During blasting excavation in deep-buried tunnels and mines characterized by high in situ stress, the rock vibration is attributed not only to blast loading, but also to dynamic unloading caused by transient release of the in situ stress on excavation faces in the process of rock fragmentation by blasting. Understanding the vibration frequency characteristics under these two excitation sources is of important signification to determine appropriate vibration threshold limits for structure damage in deep-buried opening excavations. With a theoretical model developed for a deep-buried circular tunnel excavation by the millisecond delay blasting sequence, frequency characteristics and their influence factors are investigated and discussed for the vibrations induced by the blast loading, the dynamic unloading and the combined effects, respectively.

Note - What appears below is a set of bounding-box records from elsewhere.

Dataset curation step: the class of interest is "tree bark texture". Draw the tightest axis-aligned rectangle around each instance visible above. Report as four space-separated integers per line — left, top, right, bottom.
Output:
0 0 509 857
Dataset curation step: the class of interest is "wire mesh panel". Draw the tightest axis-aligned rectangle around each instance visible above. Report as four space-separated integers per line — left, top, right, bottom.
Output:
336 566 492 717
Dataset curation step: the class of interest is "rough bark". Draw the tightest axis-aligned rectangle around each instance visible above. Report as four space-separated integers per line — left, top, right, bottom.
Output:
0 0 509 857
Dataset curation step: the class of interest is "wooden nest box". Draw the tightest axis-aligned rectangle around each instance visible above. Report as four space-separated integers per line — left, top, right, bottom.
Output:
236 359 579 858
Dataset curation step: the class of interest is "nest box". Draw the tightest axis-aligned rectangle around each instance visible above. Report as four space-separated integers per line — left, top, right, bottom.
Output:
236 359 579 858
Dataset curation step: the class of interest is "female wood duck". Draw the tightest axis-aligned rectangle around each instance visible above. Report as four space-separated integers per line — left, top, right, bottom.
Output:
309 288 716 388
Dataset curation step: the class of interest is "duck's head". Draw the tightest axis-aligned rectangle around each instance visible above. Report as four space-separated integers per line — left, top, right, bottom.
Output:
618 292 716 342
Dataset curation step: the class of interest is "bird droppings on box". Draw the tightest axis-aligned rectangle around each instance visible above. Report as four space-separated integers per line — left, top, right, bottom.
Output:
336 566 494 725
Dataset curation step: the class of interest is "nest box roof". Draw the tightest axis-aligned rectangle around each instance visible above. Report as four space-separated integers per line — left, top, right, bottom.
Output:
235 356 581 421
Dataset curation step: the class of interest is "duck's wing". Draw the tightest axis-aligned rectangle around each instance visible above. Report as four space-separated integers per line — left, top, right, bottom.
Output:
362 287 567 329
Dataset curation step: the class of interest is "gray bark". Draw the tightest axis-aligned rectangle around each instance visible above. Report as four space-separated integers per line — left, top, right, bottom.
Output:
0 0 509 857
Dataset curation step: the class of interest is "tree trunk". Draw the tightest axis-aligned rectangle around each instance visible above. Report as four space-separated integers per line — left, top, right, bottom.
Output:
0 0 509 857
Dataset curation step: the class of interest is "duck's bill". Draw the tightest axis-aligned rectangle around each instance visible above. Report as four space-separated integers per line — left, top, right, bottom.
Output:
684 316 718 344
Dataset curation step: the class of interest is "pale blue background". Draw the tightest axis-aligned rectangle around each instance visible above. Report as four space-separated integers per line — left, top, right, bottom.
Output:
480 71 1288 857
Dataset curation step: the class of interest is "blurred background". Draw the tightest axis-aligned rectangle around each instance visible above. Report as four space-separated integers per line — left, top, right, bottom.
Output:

The results show that the rising time of blast loading, the duration of dynamic unloading and the dimension of excavation boundaries are the main factors that affect the vibration frequency of blasting excavation in highly stressed rock masses. It is found that, the blast loading with a much shorter rising time accentuates higher vibration frequency than the dynamic unloading with a long duration, and it causes the blast loading vibration to be more readily attenuated as the propagation distance increases. Thus, the unloading vibration may become the main vibration component at far distances where its low-frequency vibration may exceed the vibration limits. The vibration induced by the combined effects has two distinctly dominant frequency bands corresponding to the two vibration excitation sources. The frequency analyses of the vibration records from two underground projects excavated by blasting are presented to demonstrate this finding. The findings of this study also clearly reveal that, reducing the dimension of excavation boundaries is one of the most effective means to prevent the vibrational damage to structures as it increases the vibration frequency and meanwhile reduces the peak particle velocity.